Even now, one is still being detained. Ali Partovi, a man who "is not charged with a crime, not suspected of a crime, not considered a danger to society," sits in a detention center in Arizona, unwilling to be deported to his home nation of Iran, seeking asylum which the United States apparently refuses to give, and trying to get justice by suing the U.S. Government over beatings and other tortures he claims to have suffered during his detention. Like most of those arrested in those dark days after 9/11, Partovi was arrested not for terrorism or anything like it; he and most others were jailed, and then deported for immigration violations.

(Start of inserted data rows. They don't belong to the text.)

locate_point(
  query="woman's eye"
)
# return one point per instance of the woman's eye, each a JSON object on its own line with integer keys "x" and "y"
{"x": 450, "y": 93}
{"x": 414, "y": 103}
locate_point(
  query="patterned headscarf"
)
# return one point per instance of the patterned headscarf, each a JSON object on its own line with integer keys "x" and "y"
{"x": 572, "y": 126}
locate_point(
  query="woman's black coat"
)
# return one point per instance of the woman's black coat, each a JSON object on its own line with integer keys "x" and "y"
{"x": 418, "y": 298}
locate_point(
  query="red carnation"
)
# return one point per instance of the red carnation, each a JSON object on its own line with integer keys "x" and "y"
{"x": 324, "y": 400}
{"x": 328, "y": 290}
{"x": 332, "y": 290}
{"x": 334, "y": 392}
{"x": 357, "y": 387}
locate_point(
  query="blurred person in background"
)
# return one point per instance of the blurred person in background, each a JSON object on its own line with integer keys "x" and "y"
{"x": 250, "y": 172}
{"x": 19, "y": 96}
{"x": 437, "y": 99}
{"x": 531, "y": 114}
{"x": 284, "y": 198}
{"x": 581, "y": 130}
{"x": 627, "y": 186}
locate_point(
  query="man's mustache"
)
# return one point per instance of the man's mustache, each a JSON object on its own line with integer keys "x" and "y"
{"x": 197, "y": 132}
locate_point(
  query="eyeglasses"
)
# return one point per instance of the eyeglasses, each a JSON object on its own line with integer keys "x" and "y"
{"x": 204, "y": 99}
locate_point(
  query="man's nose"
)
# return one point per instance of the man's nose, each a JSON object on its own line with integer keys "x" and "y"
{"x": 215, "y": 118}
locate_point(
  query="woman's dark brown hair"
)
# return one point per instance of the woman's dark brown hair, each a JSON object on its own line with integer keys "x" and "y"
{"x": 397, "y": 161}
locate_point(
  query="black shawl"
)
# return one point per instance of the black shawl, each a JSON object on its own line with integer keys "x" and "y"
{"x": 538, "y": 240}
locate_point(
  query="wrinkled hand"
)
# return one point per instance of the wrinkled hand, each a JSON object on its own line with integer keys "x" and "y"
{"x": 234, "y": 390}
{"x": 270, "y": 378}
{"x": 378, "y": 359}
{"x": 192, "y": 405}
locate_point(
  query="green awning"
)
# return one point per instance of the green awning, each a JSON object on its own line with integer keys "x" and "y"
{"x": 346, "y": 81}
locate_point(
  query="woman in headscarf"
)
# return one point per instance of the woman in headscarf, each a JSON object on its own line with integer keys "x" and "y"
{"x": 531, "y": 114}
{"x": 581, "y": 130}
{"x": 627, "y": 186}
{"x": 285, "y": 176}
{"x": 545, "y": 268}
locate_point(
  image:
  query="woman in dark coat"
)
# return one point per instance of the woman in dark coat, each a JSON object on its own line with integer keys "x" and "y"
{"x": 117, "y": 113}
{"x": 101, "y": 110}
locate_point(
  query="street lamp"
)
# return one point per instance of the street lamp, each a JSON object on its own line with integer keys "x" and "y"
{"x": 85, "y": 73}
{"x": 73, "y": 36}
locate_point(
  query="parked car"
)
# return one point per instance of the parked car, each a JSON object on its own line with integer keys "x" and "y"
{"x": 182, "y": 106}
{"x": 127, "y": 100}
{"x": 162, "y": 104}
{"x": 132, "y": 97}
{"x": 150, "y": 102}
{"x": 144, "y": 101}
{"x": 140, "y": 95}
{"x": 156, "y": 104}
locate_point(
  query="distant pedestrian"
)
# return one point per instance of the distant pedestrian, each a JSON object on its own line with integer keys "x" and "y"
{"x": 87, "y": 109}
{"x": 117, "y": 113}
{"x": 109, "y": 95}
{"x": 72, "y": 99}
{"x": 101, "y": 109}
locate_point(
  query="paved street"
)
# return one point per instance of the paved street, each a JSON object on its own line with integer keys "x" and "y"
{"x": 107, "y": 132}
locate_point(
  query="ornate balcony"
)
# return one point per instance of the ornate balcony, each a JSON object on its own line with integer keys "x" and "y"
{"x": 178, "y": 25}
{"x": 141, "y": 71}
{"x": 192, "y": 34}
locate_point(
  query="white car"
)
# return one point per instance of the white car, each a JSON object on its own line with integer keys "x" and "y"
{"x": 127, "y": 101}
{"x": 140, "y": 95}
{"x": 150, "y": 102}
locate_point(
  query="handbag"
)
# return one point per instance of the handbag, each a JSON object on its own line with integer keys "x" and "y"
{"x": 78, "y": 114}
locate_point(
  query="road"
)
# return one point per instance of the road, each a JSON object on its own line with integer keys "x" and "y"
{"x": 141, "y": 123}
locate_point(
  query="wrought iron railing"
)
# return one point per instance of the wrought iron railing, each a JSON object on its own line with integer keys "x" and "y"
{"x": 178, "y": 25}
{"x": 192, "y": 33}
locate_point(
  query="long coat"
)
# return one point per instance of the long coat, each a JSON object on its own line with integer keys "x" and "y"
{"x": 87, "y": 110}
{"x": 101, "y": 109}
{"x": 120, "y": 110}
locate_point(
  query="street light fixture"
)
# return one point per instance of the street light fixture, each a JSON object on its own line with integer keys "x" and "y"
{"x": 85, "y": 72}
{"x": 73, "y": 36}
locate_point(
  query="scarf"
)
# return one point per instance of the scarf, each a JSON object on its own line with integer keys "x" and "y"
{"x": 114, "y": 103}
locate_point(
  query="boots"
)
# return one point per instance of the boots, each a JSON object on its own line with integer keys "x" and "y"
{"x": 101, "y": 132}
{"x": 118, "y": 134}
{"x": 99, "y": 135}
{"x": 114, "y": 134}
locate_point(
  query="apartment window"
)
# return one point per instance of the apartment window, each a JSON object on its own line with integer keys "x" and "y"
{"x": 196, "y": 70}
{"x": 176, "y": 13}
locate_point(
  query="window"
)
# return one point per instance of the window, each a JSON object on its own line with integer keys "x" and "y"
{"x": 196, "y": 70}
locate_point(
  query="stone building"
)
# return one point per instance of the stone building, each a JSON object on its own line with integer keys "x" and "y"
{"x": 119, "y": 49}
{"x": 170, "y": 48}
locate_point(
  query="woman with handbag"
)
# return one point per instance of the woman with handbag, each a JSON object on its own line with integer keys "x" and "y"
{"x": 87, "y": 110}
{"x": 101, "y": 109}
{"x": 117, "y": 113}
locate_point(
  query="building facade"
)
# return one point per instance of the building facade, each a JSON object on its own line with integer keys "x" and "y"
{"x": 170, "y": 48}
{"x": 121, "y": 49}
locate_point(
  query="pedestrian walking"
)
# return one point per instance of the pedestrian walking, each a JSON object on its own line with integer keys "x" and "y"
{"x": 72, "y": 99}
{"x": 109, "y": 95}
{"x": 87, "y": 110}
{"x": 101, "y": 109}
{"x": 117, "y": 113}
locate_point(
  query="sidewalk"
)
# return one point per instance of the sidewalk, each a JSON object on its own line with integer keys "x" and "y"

As Jennifer Daskal of Human Rights Watch puts it in the Mendoza article:
"Those 1,200 were taken in on pseudo-immigration charges. It really is a black mark on the U.S. and it undermines our intelligence gathering because it creates distrust between law enforcement officials and communities where those officials should be building rapport and trust."
In the end, that undermining of trust may prove to be the bottom line. Even aside from the Constitutional violations suffered by those who are arrested and held on the flimsiest of pretexts, and then forced to prove the negative of those pretexts, there is the question of effectiveness. This is especially true when such methods are applied to nation states. If the United States comes to be seen as a nation that simply acts on the basis of wild presumptions, in the absence of definitive evidence, refusing all information to the contrary in order to "justify" its pre-emptive detentions and invasions, the distrust that Daskal mentions will continue to grow and poison every international forum. Protestations by U.S. leaders about our commitment to democracy and liberty will come to be seen, justifiably, as simply cover stories to hide the true, and truly nefarious ambitions of empire—to subjugate, control and exploit as many of the planet’s people and resources as possible.